Relax. It was just cancer sex.
It wouldn't be too off base to say this has been a banner year for television comedy, what with so many shows coming into their own, from Louie to Community to Parks and Recreation. The understood limitation of what television comedy can do has been moved so many times I wouldn't even know how to pin-point where it is anymore. Yet I'm going to say that Archer, this season at least, has been the best. Because while some shows have pushed boundaries and some shows have been mind-blowingly hilarious, I think Archer might be the only one to be consistently outstanding at both. Something in this season of Archer just clicked, going from what was an always amusing if scatty Season 1 to a gloriously confident, always hilarious yet much more focused second season. It managed to keep the insane amount of laughs yet layer them with smartly told character stories, and in doing so became the best season of anything thus far into 2011.
Archer's success this year is even more impressive when you consider that at its core its a black comedy. Something that traditionally doesn't work all that well on American television, I think in part because of the greater episode count, and in part because Black comedy can become tedious in long form very quickly, however funny it is. Perhaps because characters are often the one constant in sitcoms, so watching writers revel in their misfortune week in week out becomes a decidedly arduous experience you can't latch on to, let alone have any investment in and eventually it just becomes depressing. I think Two And Half Men is the darkest show on network television, devised entirely around the bad guy taking pleasure in the good guy's failings, the rich guy laughing at the poor guy, and the cynical guy laughing at the earnest guy. That's the show, and the trap black comedy always ends up falling into, becoming a platform for writers to spit shit at people who don't share their values. Archer avoids that, because while its a very dark show, its humor comes from the characters, you laugh with them more then you laugh at them, and humor is only occasionally drawn from bully-porn, which is of course the best way to sieve that particular well.
The show's ensemble is ridiculously strong. In the first season, there was very much the sense of the show figuring out what to do with its supporting cast whilst Archer himself (in a endlessly ingenious voice-over performance by H. Jon Benjamin.) carried the show. This year every character has a defined identity and is capable of being hilarious. I'd almost say every supporting character could be the lead of a show I would watch. I particularly enjoy Judy Greer's Cheryl, who makes possibly the thinnest character into one of the most hilarious, almost purely on the strength of her delivery. Its almost needless to say Jessica Walter is great as Archer's mother Mallory, because what else would you have expected. The show made a very wise decision to add season 1 recurrers Krieger and Gillette to the mix on a regular basis, both acting as all-purpose joke-hitters, both played terrificly deadpan. But it's Archer's show and boy is that character a force of awesome this season, with Benjamin nailing every line whilst staying true to character at the same time.
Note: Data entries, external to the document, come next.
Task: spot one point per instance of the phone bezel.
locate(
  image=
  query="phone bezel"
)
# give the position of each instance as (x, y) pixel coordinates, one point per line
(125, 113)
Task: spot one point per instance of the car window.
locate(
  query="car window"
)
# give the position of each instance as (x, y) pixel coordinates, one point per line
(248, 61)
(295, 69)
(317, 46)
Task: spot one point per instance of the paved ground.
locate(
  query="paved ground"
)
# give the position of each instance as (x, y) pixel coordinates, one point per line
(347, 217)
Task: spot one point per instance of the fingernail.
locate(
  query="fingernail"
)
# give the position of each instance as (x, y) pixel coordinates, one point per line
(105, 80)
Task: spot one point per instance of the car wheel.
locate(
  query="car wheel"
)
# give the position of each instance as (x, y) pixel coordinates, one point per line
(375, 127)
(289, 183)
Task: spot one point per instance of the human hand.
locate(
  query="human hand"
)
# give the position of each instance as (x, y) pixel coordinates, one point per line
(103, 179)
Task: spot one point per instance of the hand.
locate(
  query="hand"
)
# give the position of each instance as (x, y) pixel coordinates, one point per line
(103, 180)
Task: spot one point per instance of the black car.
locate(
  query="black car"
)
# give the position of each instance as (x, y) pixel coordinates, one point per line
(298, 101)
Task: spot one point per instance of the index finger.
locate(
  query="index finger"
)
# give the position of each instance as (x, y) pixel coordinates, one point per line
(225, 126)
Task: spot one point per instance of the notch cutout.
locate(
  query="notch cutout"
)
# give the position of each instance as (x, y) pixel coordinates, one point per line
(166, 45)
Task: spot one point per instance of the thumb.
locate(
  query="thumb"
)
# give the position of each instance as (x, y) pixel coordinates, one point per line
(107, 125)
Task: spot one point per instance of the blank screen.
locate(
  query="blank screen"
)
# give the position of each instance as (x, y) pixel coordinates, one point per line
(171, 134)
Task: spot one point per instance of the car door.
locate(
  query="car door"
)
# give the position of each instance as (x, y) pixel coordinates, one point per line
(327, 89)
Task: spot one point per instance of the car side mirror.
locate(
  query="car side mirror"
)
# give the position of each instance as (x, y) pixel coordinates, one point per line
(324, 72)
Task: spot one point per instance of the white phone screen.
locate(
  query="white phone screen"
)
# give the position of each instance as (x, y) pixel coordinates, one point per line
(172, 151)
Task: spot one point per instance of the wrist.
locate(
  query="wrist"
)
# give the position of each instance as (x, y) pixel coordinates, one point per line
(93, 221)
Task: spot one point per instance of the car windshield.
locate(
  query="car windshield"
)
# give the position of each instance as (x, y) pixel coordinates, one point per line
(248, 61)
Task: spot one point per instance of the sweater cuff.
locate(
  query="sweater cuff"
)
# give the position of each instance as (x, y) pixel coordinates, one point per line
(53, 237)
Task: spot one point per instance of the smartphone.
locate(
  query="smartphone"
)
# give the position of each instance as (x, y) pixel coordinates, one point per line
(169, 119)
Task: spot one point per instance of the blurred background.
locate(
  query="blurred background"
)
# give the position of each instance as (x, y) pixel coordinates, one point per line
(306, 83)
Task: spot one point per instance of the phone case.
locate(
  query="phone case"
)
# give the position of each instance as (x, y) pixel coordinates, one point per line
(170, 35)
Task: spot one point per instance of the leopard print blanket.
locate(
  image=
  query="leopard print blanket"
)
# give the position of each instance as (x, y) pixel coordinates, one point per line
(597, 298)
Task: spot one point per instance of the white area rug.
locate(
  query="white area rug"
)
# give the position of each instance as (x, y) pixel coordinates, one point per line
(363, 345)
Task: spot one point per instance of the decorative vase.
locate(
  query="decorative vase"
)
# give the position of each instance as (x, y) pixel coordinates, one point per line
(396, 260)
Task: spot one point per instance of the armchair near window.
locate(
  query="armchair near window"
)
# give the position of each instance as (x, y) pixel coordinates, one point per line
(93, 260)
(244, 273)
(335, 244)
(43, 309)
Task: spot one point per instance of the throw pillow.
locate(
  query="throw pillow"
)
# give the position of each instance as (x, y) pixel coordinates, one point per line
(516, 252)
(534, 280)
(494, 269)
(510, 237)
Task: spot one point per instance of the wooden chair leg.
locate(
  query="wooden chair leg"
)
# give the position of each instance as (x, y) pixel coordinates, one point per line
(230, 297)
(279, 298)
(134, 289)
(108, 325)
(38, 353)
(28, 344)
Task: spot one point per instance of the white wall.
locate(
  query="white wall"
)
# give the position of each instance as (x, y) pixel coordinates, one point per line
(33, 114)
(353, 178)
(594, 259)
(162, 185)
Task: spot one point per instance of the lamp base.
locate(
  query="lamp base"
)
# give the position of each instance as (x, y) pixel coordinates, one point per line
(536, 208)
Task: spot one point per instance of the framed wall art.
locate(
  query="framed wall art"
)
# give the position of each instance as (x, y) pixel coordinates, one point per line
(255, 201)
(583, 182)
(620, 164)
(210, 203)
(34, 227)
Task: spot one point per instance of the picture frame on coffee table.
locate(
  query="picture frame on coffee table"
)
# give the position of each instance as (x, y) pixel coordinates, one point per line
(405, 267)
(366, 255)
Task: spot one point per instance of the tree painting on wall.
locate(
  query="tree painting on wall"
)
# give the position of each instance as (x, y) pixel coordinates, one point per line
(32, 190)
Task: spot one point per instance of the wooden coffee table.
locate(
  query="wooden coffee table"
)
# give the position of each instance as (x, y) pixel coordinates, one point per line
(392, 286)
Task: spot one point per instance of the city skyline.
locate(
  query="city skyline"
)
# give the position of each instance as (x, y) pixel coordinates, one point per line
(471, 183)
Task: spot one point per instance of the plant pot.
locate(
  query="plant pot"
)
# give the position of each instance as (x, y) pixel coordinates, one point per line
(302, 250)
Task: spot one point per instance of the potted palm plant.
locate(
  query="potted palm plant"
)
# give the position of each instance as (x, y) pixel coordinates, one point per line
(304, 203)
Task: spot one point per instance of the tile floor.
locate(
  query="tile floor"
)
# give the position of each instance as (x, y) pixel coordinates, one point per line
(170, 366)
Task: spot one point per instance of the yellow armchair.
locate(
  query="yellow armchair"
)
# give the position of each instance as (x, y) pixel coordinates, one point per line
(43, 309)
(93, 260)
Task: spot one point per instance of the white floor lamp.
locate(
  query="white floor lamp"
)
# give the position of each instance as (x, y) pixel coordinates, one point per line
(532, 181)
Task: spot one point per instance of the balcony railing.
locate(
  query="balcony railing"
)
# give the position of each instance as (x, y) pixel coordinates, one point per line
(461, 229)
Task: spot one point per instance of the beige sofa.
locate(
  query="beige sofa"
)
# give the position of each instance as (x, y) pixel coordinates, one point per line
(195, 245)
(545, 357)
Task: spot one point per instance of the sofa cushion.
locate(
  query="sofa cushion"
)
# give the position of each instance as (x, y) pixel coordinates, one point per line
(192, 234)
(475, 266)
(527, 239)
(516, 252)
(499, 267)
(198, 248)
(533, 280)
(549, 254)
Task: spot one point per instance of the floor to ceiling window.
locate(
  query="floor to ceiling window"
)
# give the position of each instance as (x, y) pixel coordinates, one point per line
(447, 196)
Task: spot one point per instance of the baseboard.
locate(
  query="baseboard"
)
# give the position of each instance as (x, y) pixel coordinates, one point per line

This was most notable in the mini-masterpiece that was 'Placebo Effect', in which a cancer ravaged Archer went on a rampage against those who had tampered with his medication. It merged so many of the elements that have really come to the fore the season. The growing confidence, the character led story, the dark comedy and an increased sense of adventurousness into one 20 minute package that exceeded even raised expectations. It was one of those episodes, not too dissimilar to Community's 'Modern Warfare', where you knew you were watching a classic as it was one and as the thing got better and better, you pretty much want to stop and applaud at the end. Some good shit. Amazing really, because I never would have thought Archer was going to top ' The Double Deuce', was filled in the back story on Archer's aged manservant Wodehouse to poignant/deeply amusing effect. But what was great about this season of archer was that it kept topping itself, but not necessarily by raising the stakes or bending the reality, but by going from a cynical show with some hilarious cyphers to a show where each episode's plot was less disposable, and contributed to a larger arc or served to layer the character. It became funnier by getting more detailed, by caring where things came from and where they went, so a seed layed in episode 6 could be paid off in episode 12. Or in other words, it built a universe, with an increasing number of characters, as the best television comedies like The Simpsons or Arrested Development do.
What I loved about this season of Archer, is it had that drive to be better every week, to try new and ever more daring things week to week, and for that enough it would be one of my favorite shows. But what's amazing is that it's managed to be fucking hilarious to a degree that one wouldn't have thought possible with all this storytelling going on. The modern '30 Rock' rule says that a sitcom has laughs in it, if it tries to tell a story in an episode. Plots are used to mine laughs and abandoned for something else to get more laughs. The best shows though manage the balance, and Archer more then any show airing right now, is doing that perfectly.